OpenID Connect strategy.

This is built upon the Assent.Strategy.OAuth2 strategy with added OpenID Connect capabilities.

Configuration

• :client_id - The client id, required

• :base_url - The OIDC issuer, required

• :openid_configuration_uri - The URI for OpenID Provider, optional, defaults to /.well-known/openid-configuration

• :client_authentication_method - The Client Authentication method to use, optional, defaults to client_secret_basic. The value may be one of the following:

  • none - No client authentication, used with public clients
  • client_secret_basic - Authenticate with basic authorization header
  • client_secret_post - Authenticate with post params
  • client_secret_jwt - Authenticate with JWT using :client_secret as secret
  • private_key_jwt - Authenticate with JWT using :private_key_path or :private_key as secret

• :client_secret - The client secret, required if :client_authentication_method is client_secret_basic, :client_secret_post, or :client_secret_jwt

• :openid_configuration - The OpenID configuration, optional, the configuration will be fetched from :openid_configuration_uri if this is not defined

• :id_token_signed_response_alg - The id_token_signed_response_alg parameter sent by the Client during Registration, defaults to RS256

• :id_token_ttl_seconds - The number of seconds from iat that an ID Token will be considered valid, optional, defaults to nil

• :nonce - The nonce to use for authorization request, optional, MUST be session based and unguessable

• :trusted_audiences - A list of audiences that are trusted, optional.

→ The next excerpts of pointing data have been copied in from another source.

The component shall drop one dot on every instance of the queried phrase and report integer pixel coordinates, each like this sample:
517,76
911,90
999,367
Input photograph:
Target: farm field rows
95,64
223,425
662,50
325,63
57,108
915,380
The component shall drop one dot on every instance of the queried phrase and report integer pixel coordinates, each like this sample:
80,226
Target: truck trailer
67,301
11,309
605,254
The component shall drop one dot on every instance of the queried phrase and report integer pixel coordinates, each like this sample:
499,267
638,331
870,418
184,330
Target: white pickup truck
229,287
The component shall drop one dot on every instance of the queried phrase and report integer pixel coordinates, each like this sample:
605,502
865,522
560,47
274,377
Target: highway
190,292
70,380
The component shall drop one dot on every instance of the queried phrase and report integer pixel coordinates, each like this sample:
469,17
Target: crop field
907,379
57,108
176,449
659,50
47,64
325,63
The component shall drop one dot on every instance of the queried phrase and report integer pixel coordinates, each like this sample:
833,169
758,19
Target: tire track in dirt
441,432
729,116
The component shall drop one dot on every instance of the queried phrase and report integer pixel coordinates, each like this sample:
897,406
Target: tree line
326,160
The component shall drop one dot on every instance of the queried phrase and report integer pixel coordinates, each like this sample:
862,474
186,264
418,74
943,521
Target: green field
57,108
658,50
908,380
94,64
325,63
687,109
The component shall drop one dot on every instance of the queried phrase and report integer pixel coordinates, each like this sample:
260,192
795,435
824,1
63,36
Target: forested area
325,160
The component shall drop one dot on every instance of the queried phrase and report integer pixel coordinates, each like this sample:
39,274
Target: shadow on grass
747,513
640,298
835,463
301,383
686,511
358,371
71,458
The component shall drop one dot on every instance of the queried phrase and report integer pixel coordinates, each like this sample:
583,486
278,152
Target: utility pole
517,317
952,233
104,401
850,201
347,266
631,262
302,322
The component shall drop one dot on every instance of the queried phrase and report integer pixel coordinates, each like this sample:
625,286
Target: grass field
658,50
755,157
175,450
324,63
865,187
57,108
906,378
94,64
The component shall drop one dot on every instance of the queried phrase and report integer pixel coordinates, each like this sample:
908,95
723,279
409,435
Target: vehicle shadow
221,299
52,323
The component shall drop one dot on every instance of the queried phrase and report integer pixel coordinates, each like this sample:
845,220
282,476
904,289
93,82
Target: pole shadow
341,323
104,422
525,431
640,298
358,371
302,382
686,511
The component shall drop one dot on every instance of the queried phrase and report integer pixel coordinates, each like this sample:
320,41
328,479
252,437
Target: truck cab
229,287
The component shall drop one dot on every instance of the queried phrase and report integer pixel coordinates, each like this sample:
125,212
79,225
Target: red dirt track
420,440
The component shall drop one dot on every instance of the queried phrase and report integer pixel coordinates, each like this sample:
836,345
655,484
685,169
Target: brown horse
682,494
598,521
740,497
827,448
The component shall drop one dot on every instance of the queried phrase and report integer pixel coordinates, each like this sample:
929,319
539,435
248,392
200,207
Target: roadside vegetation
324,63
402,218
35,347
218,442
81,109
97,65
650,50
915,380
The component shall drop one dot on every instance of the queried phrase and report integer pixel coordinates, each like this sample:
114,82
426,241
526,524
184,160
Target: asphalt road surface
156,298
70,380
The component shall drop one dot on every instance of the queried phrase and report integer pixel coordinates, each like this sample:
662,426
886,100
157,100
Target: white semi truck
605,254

See Assent.Strategy.OAuth2 for more configuration options.

Examples

defmodule OIDCAuth do
  import Plug.Conn

  alias Assent.Strategy.OIDC

  defp config do
    [
      client_id: Application.fetch_env!(:my_app, :oidc, :client_id),
      client_secret: Application.fetch_env!(:my_app, :oidc, :client_secret),
      base_url: "https://server.example.com",
      authorization_params: [scope: "user:read user:write"],
      redirect_uri: "http://localhost:4000/auth/callback"
    ]
  end

  def request(conn) do
    config()
    |> OIDC.authorize_url()
    |> case do
      {:ok, %{url: url, session_params: session_params}} ->
        conn
        |> put_session(:session_params, session_params)
        |> put_resp_header("location", url)
        |> send_resp(302, "")

      {:error, _error} ->
        send_resp(conn, 500, "Failed authorization")
    end
  end

  def callback(conn) do
    %{params: params} = fetch_query_params(conn)
    session_params = get_session(conn, :session_params)
    conn = delete_session(conn, :session_params)

    config()
    |> Keyword.put(:session_params, session_params)
    |> OIDC.callback(params)
    |> case do
      {:ok, %{user: user, token: token}} ->
        conn
        |> put_session(:user, user)
        |> put_session(:token, token)
        |> put_resp_header("location", "/")
        |> send_resp(302, "")

      {:error, _error} ->
        send_resp(conn, 500, "Failed authorization")
    end
  end
end

Nonce

:nonce can be set in the provider config. The :nonce will be returned in the :session_params along with :state. You can use this to store the value in the current session e.g. a httpOnly session cookie.

A random value generator can look like this:

16
|> :crypto.strong_rand_bytes()
|> Base.encode64(padding: false)

Assent will dynamically generate one for the session if :nonce is set to true.

See Assent.Strategy.OIDC.authorize_url/1 for more.